BNM recognised that the economic recovery was uneven, and improvement in some segments have continued to lag behind others.

While most economic sectors have recovered strongly, Nor Shamsiah noted that about 20 per cent of the economy still remain below pre-pandemic levels and this was most severe in the construction sector due to labour shortages and higher input prices.

However, tourism-related industries have only recently begun to recover, she added.

The construction sector rebounded to grow 2.4 per cent in the Q2 2022 against a contraction of 6.2 per cent in Q1 while the services sector jumped to 12 per cent from 6.5 per cent.

“In the labour market, the recovery amongst vulnerable groups, particularly the youth and elderly along with low-skilled workers, is slower relative to other groups in the labour market.

“It is for these reasons, while macro policies are recalibrated as the overall economy recovers, targeted policies would continue to support these segments of society,” she added.

Structural Reform

As the economy continues on its recovery path, policy priorities should now also accord a stronger focus on longer-term policies to complement short-term measures to secure a sustainable and inclusive growth and boost Malaysia’s resilience against future shocks, said Nor Shamsiah. 

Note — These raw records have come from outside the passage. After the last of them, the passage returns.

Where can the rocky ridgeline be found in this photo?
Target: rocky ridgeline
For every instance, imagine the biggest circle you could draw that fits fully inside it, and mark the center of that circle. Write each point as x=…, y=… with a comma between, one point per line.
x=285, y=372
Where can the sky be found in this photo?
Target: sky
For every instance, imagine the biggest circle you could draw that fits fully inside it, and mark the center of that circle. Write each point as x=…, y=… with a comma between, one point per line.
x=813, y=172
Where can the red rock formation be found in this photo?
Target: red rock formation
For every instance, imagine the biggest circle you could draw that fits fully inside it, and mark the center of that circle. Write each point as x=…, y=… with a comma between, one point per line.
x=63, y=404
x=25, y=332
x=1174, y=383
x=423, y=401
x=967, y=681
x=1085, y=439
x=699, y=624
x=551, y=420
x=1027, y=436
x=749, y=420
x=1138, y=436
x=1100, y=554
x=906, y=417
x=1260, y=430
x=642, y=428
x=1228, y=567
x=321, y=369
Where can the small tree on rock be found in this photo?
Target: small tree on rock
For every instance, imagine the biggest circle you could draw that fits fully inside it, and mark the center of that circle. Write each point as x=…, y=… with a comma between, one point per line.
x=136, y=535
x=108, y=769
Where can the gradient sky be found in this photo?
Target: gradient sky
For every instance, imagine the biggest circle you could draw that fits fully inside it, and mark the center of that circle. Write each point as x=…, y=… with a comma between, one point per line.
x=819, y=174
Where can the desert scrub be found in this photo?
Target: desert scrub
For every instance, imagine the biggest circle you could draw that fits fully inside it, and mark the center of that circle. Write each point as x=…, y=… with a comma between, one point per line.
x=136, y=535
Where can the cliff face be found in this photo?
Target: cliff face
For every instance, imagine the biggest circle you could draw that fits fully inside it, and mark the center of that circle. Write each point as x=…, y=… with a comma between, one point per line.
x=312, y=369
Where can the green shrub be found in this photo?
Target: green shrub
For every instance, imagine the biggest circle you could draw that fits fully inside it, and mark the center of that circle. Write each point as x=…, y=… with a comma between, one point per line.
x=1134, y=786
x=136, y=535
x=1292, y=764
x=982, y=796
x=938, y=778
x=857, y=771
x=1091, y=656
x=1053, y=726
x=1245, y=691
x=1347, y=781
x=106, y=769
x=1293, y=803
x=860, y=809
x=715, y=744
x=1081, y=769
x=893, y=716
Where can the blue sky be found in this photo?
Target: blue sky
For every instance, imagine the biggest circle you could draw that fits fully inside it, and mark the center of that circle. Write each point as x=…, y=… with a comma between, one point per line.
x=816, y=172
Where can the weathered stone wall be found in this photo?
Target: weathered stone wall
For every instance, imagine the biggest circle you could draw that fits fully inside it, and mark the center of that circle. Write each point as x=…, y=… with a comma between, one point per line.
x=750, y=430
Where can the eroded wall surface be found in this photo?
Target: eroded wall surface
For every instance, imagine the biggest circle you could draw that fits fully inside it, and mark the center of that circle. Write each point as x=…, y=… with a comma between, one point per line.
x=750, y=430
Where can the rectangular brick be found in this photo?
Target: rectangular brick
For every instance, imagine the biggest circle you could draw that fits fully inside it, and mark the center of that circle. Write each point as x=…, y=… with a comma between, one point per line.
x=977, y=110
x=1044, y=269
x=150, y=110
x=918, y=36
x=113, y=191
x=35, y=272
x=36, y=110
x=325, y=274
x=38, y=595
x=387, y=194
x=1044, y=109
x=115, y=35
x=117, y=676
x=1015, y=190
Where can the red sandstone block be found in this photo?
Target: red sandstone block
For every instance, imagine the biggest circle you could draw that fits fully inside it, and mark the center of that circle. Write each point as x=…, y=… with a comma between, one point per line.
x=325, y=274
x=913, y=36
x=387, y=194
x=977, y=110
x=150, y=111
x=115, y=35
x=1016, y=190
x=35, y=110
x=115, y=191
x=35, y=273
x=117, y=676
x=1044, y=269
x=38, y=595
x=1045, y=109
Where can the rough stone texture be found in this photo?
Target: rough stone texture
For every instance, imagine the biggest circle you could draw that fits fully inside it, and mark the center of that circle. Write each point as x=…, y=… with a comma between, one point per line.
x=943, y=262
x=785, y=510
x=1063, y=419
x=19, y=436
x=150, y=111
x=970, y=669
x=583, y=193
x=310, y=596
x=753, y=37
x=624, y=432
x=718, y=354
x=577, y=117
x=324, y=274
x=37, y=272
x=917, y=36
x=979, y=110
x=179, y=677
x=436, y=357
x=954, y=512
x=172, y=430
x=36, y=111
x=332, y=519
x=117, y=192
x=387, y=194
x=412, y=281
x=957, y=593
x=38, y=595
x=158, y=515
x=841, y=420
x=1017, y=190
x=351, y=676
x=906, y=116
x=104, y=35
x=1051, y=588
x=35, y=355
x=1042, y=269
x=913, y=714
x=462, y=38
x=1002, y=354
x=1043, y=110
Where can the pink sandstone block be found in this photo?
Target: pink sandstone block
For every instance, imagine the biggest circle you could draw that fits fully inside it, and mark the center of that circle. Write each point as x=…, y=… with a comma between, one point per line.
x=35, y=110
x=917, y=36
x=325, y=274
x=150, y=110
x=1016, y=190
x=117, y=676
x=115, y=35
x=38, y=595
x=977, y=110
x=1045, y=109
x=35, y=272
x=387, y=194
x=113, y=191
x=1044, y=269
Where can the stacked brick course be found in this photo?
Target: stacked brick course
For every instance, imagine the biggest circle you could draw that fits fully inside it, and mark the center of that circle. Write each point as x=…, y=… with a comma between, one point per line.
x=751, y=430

She pointed out that these structural reforms would propel Malaysia’s growth by generating high-quality and high-income jobs for Malaysians and improve the well-being of the people.

Several critical areas of focus include attracting quality investments that can generate high value-added activities and high-income jobs for Malaysians, developing a high-skilled workforce ready for the economy of the future, as well as accelerating automation and digitalisation, she said.

The central bank is also urging for the enhancement of social safety nets and improving social protection frameworks funded through a more targeted subsidy regime as well as advancing the environmental, social, and governance agenda to ensure Malaysia remains competitive on the global front.